US 12,489,769 B2
System and method for identifying communications network anomalies of connected cars
Yaron Koral, Cherry Hill, NJ (US)
Assigned to AT&T Intellectual Property I, L.P., Atlanta, GA (US)
Filed by AT&T Intellectual Property I, L.P., Atlanta, GA (US)
Filed on Aug. 1, 2022, as Appl. No. 17/878,337.
Prior Publication US 2024/0039937 A1, Feb. 1, 2024
Int. Cl. H04L 67/12 (2022.01); H04L 9/40 (2022.01); H04L 41/06 (2022.01); H04L 41/16 (2022.01)

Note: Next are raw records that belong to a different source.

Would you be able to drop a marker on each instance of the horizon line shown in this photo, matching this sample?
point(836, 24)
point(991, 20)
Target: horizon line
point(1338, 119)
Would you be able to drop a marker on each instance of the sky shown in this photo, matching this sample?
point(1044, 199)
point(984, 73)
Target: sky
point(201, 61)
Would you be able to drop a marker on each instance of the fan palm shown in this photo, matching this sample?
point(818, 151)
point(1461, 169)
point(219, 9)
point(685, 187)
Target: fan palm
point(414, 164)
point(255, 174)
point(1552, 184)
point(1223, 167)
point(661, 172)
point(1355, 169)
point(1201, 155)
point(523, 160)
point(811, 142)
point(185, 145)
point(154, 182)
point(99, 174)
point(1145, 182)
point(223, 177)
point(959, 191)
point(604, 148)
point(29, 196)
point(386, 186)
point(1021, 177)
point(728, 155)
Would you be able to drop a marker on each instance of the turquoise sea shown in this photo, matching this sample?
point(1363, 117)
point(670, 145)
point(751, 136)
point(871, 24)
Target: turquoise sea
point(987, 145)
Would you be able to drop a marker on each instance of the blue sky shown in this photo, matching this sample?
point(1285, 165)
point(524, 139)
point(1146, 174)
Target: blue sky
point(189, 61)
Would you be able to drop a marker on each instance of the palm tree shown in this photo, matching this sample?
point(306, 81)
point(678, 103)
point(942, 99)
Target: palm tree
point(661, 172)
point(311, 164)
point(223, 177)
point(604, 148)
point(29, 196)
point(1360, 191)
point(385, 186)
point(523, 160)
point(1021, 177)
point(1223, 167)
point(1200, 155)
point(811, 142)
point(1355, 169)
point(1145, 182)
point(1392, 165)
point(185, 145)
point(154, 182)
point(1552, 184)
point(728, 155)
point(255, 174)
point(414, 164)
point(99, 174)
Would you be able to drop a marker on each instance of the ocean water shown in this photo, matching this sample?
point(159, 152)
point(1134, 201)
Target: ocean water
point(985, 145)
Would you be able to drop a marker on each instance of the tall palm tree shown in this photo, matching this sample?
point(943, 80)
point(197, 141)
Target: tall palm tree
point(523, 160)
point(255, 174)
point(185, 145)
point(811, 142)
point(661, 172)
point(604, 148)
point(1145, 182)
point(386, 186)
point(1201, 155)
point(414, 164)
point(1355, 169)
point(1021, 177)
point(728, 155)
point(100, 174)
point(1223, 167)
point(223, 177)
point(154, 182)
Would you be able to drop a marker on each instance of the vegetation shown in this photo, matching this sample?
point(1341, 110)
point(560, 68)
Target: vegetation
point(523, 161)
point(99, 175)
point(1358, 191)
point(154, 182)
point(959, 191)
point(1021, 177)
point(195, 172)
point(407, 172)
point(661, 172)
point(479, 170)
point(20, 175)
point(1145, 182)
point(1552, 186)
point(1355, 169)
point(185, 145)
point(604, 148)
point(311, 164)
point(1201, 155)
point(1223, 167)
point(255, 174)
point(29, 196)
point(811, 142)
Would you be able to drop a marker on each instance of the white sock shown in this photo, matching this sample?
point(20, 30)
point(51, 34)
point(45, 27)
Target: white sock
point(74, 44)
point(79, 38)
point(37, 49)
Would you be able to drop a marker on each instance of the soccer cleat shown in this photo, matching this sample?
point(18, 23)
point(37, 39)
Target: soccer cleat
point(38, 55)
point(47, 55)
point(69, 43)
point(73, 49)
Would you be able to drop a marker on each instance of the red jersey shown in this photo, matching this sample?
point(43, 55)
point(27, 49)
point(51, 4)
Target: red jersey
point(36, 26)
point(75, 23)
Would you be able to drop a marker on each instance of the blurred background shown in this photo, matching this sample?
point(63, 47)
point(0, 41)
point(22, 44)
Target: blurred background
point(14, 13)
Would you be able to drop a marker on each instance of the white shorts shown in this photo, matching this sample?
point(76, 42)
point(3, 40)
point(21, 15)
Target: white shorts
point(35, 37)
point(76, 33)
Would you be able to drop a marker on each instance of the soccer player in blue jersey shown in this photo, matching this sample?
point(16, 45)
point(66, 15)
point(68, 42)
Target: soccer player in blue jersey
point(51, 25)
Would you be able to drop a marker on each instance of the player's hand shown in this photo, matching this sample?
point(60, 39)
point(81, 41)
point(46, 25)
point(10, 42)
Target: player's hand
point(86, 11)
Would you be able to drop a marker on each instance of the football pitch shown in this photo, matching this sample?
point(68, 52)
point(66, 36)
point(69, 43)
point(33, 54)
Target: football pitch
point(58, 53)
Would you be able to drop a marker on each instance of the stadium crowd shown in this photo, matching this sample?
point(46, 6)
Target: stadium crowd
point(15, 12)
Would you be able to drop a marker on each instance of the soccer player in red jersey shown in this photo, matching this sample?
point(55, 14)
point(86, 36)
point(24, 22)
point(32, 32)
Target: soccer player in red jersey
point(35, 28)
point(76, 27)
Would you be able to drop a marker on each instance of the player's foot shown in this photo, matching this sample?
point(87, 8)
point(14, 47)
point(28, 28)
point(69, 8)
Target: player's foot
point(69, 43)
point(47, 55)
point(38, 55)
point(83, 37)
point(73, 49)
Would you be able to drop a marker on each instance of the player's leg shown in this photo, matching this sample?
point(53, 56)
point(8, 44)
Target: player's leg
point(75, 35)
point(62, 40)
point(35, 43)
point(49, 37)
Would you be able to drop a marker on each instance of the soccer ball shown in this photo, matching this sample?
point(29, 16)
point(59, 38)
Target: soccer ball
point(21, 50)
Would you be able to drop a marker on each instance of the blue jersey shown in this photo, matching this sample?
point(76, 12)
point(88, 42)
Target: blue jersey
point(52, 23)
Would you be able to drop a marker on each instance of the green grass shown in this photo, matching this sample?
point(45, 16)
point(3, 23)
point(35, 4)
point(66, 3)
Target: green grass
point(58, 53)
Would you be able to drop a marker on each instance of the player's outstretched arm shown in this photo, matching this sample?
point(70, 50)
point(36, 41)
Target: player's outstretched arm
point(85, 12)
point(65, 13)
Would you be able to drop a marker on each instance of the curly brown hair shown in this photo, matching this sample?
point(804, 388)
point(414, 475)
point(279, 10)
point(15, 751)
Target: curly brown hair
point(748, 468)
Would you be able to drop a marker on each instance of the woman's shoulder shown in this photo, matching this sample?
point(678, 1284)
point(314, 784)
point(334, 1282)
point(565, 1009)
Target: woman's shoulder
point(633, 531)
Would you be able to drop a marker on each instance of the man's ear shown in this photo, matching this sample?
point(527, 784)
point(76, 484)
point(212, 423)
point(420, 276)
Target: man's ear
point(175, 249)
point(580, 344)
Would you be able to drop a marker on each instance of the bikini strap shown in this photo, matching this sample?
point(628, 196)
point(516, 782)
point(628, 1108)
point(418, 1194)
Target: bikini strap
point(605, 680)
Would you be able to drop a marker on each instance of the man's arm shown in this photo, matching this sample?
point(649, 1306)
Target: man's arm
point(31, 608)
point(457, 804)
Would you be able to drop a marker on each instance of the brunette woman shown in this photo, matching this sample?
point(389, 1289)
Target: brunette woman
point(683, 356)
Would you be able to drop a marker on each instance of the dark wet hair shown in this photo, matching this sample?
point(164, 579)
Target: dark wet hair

CPC H04L 63/1425 (2013.01) [H04L 41/06 (2013.01); H04L 41/16 (2013.01); H04L 63/1441 (2013.01); H04L 67/12 (2013.01)] 20 Claims
OG exemplary drawing
 
1. A device, comprising:
a processing system including a processor; and
a memory that stores executable instructions that, when executed by the processing system, facilitate performance of operations, the operations comprising:
gathering and aggregating historical data provided to an access point name (APN) gateway of a connected car manufacturer and a packet core of a communications network, wherein the historical data includes control plane data, and wherein the control plane data identifies authentication and network attack attempts, APN mismatches, and subscriber identity module (SIM) card mismatches;
using the historical data gathered and aggregated to train a machine-learning (ML) model to recognize anomalies from the historical data, thereby creating a trained ML model;
monitoring current data provided to the APN gateway and the packet core; and
generating, based on the monitoring, an alert when the trained ML model recognizes an anomaly in the current data, wherein the anomaly comprises signal quality of service issues, massive disconnects, short message service inconsistencies, location-related issues, and firmware version anomalies.